[lug] Firewall != Linux, Was -> Broadband
Nate Duehr
nate at natetech.com
Wed Aug 2 11:38:02 MDT 2000
On Tue, Aug 01, 2000 at 02:44:04PM -0600, Chris M wrote:
> More secure than what? Than a commercial firewall that has no publicly
> available source code to find exploits in? Try again.
Bunk. Exploits don't require source code. Seen the DoS stuff for
Firewall-1 that hasn't been resolved in a MONTH on securityfocus.com?
FW-1 released a "patch" and then immediately pulled it back because it
worked on Solaris and NT, and NOT on IPSO, their own OS. Bwahahaha...
> Look at the number of known exploits for Linux, and compare it to a Cisco
> PIX. Really, write the numbers down on paper.
>
> There, we're done.
No we're not. A Linux box running PURE firewall code (IPCHAINS only,
routing code... NOTHING else) will compare nicely in those numbers.
People tend to run SERVICES on their Linux firewalls, and those Layer 7
programs DO have known exploits more often. Just like if the commercial
firewalls were running FTP, WWW, and Mail services on their hardware
too. Again, this comes back to competency. Don't run servers on your
firewall.
> >> You could go for another 15 minutes and people will still think that
> >> their Linux box is a great firewall and how could they possibly be a
> >> victim.
> >
> > This really depends on who set up the box. Chances are high that
> > whoever sets up a private security gateway isn't as experienced
> > as someone who works for watchguard etc.

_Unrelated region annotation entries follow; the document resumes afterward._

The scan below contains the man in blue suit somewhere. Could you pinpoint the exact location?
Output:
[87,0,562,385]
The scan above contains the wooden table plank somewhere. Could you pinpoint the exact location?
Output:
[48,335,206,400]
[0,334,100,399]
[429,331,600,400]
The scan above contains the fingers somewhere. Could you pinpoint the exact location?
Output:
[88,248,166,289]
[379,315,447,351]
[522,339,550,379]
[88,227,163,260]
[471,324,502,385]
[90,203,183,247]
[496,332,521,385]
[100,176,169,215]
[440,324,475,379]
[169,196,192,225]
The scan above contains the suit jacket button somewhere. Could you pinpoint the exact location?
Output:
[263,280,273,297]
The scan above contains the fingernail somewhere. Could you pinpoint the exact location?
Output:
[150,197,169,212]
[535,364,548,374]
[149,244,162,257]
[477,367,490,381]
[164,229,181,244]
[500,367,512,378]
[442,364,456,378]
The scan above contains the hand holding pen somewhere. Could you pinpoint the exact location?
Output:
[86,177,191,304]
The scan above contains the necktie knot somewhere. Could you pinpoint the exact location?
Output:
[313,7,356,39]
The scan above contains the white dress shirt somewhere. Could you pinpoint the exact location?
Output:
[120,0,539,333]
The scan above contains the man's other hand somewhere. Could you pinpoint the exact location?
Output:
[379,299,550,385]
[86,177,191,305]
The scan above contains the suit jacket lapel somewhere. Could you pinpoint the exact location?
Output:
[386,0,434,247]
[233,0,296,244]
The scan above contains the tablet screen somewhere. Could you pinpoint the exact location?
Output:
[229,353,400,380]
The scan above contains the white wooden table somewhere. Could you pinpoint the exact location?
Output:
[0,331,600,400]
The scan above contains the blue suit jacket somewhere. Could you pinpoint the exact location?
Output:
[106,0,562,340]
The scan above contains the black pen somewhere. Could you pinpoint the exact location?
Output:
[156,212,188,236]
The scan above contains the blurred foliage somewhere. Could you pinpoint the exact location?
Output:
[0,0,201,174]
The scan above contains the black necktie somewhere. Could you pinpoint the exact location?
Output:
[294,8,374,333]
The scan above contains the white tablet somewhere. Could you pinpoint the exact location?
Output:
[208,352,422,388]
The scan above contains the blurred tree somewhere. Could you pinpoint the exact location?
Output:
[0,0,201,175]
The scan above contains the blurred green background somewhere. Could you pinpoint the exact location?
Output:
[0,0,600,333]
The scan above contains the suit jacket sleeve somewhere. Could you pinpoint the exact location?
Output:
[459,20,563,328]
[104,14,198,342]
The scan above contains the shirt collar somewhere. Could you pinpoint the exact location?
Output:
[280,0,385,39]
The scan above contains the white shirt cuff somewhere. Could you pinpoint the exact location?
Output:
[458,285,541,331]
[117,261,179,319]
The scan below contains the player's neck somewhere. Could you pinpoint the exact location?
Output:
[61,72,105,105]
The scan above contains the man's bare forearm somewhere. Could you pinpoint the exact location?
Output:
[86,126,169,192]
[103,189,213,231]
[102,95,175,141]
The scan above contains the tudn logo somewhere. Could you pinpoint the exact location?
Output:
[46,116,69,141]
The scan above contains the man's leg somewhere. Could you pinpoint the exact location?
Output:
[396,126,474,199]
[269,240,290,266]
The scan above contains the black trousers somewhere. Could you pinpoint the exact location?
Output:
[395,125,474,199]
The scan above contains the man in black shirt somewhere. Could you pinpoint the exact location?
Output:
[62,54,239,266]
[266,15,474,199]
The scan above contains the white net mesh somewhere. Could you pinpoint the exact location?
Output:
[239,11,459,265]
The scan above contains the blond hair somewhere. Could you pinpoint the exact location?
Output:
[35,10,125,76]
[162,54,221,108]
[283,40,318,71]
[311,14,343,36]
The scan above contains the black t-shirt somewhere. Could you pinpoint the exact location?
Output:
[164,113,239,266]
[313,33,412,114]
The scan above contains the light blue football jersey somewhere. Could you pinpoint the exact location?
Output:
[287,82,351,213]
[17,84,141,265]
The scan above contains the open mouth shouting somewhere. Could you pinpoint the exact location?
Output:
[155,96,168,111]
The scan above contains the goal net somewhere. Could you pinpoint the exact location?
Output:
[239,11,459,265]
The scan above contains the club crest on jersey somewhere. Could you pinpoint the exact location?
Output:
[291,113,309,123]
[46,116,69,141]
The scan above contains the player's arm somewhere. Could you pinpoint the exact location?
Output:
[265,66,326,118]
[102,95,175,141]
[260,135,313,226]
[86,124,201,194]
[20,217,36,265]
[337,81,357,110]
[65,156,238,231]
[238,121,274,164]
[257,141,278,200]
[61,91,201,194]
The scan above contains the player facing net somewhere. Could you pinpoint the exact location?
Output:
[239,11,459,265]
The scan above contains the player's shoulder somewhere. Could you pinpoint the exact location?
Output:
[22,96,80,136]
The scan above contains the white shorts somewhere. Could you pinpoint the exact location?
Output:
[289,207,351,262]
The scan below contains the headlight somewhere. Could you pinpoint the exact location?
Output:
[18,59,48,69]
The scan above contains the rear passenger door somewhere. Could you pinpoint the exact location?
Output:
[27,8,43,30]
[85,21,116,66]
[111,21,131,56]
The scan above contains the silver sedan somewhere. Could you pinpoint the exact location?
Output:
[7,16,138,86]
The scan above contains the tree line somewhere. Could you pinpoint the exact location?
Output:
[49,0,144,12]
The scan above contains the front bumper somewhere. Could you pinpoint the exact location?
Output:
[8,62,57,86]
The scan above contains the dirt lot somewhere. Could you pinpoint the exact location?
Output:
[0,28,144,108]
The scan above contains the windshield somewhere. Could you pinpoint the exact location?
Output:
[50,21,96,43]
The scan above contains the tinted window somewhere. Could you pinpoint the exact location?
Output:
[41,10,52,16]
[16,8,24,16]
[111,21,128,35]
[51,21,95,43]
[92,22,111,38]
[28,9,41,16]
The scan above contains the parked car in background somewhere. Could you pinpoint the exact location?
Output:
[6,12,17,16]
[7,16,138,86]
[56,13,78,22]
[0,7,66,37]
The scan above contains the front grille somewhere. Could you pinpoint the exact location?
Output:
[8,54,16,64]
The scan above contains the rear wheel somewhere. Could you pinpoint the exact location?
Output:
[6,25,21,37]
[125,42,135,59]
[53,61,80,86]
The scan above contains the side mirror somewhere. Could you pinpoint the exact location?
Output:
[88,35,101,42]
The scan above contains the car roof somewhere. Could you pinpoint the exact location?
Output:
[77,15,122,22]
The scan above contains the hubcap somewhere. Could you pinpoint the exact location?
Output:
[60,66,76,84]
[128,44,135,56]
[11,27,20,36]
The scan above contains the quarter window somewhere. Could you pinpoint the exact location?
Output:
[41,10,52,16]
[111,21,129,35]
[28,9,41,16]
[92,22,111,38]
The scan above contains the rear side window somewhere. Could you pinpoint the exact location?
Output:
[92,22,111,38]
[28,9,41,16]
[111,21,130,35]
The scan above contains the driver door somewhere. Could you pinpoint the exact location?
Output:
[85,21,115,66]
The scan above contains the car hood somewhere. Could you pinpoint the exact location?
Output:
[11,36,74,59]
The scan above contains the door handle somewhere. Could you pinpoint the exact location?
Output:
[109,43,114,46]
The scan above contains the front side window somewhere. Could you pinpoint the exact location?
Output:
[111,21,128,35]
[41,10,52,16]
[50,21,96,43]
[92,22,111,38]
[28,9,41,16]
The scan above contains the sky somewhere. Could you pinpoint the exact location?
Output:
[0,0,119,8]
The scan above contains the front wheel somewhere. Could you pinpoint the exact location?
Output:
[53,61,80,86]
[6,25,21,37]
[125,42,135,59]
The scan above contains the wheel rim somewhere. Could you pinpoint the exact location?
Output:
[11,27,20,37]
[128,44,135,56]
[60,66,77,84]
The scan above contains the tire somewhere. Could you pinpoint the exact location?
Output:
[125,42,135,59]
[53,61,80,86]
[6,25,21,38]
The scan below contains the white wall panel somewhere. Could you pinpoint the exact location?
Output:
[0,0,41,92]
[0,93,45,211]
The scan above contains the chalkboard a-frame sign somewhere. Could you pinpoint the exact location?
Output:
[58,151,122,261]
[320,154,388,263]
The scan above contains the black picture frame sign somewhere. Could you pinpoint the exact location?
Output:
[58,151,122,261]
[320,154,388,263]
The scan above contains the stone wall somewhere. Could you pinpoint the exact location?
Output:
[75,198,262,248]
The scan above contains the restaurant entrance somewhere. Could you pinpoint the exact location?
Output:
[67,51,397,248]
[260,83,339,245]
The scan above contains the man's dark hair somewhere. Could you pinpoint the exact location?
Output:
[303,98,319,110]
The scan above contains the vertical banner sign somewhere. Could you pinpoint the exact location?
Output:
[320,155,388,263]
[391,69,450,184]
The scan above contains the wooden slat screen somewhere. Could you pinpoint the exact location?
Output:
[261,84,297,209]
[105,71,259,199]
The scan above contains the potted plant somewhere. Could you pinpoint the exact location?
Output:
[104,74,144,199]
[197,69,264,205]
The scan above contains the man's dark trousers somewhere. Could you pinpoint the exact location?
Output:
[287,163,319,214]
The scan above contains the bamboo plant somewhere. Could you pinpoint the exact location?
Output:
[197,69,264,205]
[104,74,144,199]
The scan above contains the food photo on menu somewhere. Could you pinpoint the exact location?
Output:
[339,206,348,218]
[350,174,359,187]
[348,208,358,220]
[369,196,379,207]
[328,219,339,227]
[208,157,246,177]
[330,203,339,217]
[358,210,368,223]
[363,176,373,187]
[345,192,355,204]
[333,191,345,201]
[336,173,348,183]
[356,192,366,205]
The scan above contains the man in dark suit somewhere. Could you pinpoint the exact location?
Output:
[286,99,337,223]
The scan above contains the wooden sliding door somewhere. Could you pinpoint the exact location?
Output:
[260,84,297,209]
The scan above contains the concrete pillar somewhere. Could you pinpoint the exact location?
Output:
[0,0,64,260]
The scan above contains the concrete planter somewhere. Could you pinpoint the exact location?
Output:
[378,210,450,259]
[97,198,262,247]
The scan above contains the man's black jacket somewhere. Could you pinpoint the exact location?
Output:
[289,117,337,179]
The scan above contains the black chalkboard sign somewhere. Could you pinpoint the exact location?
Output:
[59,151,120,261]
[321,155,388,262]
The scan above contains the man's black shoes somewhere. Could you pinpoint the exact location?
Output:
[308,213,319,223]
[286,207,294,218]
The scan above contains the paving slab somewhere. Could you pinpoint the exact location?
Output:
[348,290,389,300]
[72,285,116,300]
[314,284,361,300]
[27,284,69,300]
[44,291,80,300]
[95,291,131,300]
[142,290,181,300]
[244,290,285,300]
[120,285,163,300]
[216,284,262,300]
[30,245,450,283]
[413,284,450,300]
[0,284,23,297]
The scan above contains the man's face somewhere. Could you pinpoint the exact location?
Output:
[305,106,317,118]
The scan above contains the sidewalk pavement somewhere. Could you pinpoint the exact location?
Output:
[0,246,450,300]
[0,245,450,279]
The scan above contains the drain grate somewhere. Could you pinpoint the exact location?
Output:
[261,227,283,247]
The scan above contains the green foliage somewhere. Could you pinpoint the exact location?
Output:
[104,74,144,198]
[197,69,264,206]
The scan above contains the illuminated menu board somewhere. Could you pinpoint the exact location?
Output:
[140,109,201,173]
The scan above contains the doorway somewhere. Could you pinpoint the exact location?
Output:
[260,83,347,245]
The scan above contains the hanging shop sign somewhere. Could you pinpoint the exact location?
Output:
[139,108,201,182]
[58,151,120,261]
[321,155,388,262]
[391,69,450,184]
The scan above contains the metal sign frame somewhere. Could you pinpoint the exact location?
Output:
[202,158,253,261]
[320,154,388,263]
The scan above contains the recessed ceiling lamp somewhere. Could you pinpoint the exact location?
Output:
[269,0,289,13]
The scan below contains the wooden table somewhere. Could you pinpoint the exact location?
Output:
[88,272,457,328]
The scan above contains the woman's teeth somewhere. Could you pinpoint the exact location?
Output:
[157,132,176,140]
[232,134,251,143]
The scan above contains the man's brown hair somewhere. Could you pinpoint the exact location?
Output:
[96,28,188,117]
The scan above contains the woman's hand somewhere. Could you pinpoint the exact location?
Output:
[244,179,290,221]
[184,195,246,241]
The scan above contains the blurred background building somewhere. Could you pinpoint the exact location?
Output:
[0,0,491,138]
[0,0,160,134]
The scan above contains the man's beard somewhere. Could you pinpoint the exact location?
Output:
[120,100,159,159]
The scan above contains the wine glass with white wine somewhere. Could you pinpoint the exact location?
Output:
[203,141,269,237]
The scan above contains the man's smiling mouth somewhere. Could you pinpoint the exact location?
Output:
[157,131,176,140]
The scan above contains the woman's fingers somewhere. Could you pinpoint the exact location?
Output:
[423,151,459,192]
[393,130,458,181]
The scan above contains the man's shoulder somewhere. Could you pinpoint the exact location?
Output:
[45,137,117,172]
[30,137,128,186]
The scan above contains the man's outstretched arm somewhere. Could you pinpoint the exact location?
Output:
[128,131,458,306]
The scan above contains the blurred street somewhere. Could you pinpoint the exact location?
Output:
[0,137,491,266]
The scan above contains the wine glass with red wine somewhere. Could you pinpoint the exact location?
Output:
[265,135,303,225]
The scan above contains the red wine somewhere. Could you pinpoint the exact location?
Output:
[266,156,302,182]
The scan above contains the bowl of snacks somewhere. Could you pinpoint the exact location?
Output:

That's up to the customer to decide. Train from within, trust your
staff to know their stuff, or hire outside help. Same as any other IT
decision.
> You can tell you aren't a service provider, and that you spend more time
> maintaining your own LAN than other people's. You're missing that whole
> real world piece of the pie.
>
> Without a firewall, it really doesn't matter what else you do, you've left
> the door open. It's like the lottery, your chances to win increase an
> infinite amount when you buy one lottery ticket instead of zero.
Again, firewalls by themselves are useless without a security policy and
TRAINING for your organization about the risks of doing silly things.
No electronic box will ever 100% fix a problem with humans... that we
can't leave other's stuff alone.
--
Nate Duehr <nate at natetech.com>
GPG Key fingerprint = DCAF 2B9D CC9B 96FA 7A6D AAF4 2D61 77C5 7ECE C1D2
Public Key available upon request, or at wwwkeys.pgp.net and others.